I hadn't played Lion Rampant for ages but luckily Eric the Shed had arranged a Crusades themed game the week before and my son and I took part, fielding the Crusader forces.  There's a report here on Eric's blog.  Let's just say it didn't go well with the Crusaders failing practically every morale roll we made (and admittedly a flawed plan which the Saracens exploited fully).  At least it meant that for the Aztec game I was fully up to date and familiar with the rules.  Quetzalcoatl Rampant has a few variations.  The Conquistadors have half strength units to reflect their low numbers but are significantly more powerful with better strength and defence and of course they have the benefit of  horses and black powder weapons which can have a devastating effect on the Aztecs.  The natives considerably outnumber the Spanish and have the option to capture rather than kill which also saps morale (presumably as the captives still-beating hearts are plucked out etc) although no one did this in our game.

We allocated sides randomly and my opponent, Anthony, took the Aztecs.  We played a scenario where the Aztecs had to defend a sacred pyramid in the centre of the table with part of their force and hope remainder of their warriors arrived in time to repel the plundering Spanish.  This was a  large Lion Rampant game with 35 points per side.  I find the activation rules for Lion rampant a bit disjointed...normally if a unit fails it's command roll then the whole side stops.  At the games at Eric the Sheds the house rule is that even if an individual unit fails we continue for each one in a side.  As a compromise I stuck with the normal LR rule but each of us had 2 commands...the Aztecs had the defenders and the relief force and the Spanish had the Conquistadors and some Tlaxcalan allies.

Initially things looked pretty difficult for the Aztecs.  The Spanish steamed forward although their allies proved a lot less enthusiastic.  The pyramid was defended by the elite Aztec Eagle and Jaguar knights but the relief force was also reluctant to hurry to their rescue.

The Spanish chased off some Aztec skirmishers with a  pack of War Dogs but these in turn took heavy casualties as the key did so and being only 6 strong instead of the usual 12 this meant they couldn't take much punishment.

The Tlaxcalans fielded a unit of archers who proved pretty effective in weakening the Eagle Knights before being driven off the table as the Knights charged forward uncontrollably.  They eventually came to grief themselves when the Spanish cavalry hit them.  By this point the Aztecs relief force was beginning to but crucially most of Anthony's skirmish troops had lagged behind.  Missile troops always seem powerful in LR and these may have made an impact if they'd got there in time.  As it was the Spanish horse and Swordsmen  were able to punch through the centre and seize the Pyramid, winning the game.  What I hadn't realised (but Anthony had) was that I was only a unit away from my army morale breaking so the result was a very close run thing indeed.
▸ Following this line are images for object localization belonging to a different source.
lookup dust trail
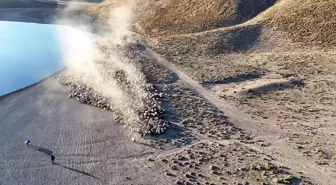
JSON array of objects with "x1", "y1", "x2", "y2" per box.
[{"x1": 52, "y1": 0, "x2": 169, "y2": 135}]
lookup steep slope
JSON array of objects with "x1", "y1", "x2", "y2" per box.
[{"x1": 87, "y1": 0, "x2": 276, "y2": 36}]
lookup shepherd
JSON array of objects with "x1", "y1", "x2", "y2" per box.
[{"x1": 51, "y1": 155, "x2": 55, "y2": 164}]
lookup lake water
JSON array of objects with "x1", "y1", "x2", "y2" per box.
[{"x1": 0, "y1": 21, "x2": 97, "y2": 96}]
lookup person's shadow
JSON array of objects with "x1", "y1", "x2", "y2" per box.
[
  {"x1": 28, "y1": 145, "x2": 100, "y2": 179},
  {"x1": 54, "y1": 163, "x2": 100, "y2": 179},
  {"x1": 29, "y1": 144, "x2": 53, "y2": 156}
]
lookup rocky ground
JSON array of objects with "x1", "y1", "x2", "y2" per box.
[{"x1": 144, "y1": 25, "x2": 336, "y2": 184}]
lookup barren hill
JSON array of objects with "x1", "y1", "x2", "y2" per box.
[
  {"x1": 87, "y1": 0, "x2": 276, "y2": 36},
  {"x1": 88, "y1": 0, "x2": 335, "y2": 48},
  {"x1": 260, "y1": 0, "x2": 336, "y2": 46}
]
The rule variants worked really well and although I'd initially been worried that the Spanish were overpowered the game was well balanced in the end.  Many thanks to the I Live with Cats blog for a great adaptation.

The Spanish arrive

Aztec skirmishers

Woof!!..the Spanish War Dogs

Aztec Knights defend the temple

Aztec reinforcements arrive slowly


  1. I had a box of those 1/72 scale Aztecs many, many years ago - seeing them here, painted beautifully, brought back some memories :) Looks like a good game!
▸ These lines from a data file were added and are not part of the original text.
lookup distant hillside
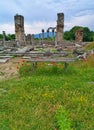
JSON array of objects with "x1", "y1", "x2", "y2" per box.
[{"x1": 34, "y1": 32, "x2": 56, "y2": 39}]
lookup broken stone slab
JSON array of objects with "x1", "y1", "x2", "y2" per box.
[
  {"x1": 22, "y1": 56, "x2": 31, "y2": 59},
  {"x1": 0, "y1": 47, "x2": 4, "y2": 51},
  {"x1": 56, "y1": 47, "x2": 62, "y2": 52},
  {"x1": 73, "y1": 49, "x2": 84, "y2": 56},
  {"x1": 87, "y1": 50, "x2": 94, "y2": 55},
  {"x1": 16, "y1": 46, "x2": 34, "y2": 53},
  {"x1": 0, "y1": 58, "x2": 10, "y2": 63},
  {"x1": 43, "y1": 50, "x2": 53, "y2": 56},
  {"x1": 0, "y1": 56, "x2": 13, "y2": 59},
  {"x1": 75, "y1": 43, "x2": 81, "y2": 47}
]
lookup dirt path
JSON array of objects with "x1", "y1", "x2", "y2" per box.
[{"x1": 0, "y1": 57, "x2": 23, "y2": 81}]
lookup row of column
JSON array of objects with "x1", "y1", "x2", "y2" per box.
[
  {"x1": 2, "y1": 12, "x2": 83, "y2": 47},
  {"x1": 14, "y1": 13, "x2": 64, "y2": 44},
  {"x1": 2, "y1": 29, "x2": 83, "y2": 47},
  {"x1": 41, "y1": 28, "x2": 56, "y2": 39}
]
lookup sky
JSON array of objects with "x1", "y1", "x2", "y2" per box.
[{"x1": 0, "y1": 0, "x2": 94, "y2": 34}]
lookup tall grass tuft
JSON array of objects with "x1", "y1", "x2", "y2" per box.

  2. An interesting and an unusual game. Colourful stuff.

  3. Great looking game and the variant sounds superb.

  4. I'm glad that you like Quetzalcoatl Rampant. We had a lot of fun developing and playing the variant. Nice work on your figures and nice-looking game.

    Your observation on the low life-expectancy of war-dogs is spot-on. We kind of considered them to be a fire and forget kind of weapon. I think we've played on game so far where any of the unit survived, although they always acquitted themselves well.

    Regard, David.

    1. It's an excellent variation of the LR rules and a really fascinating period.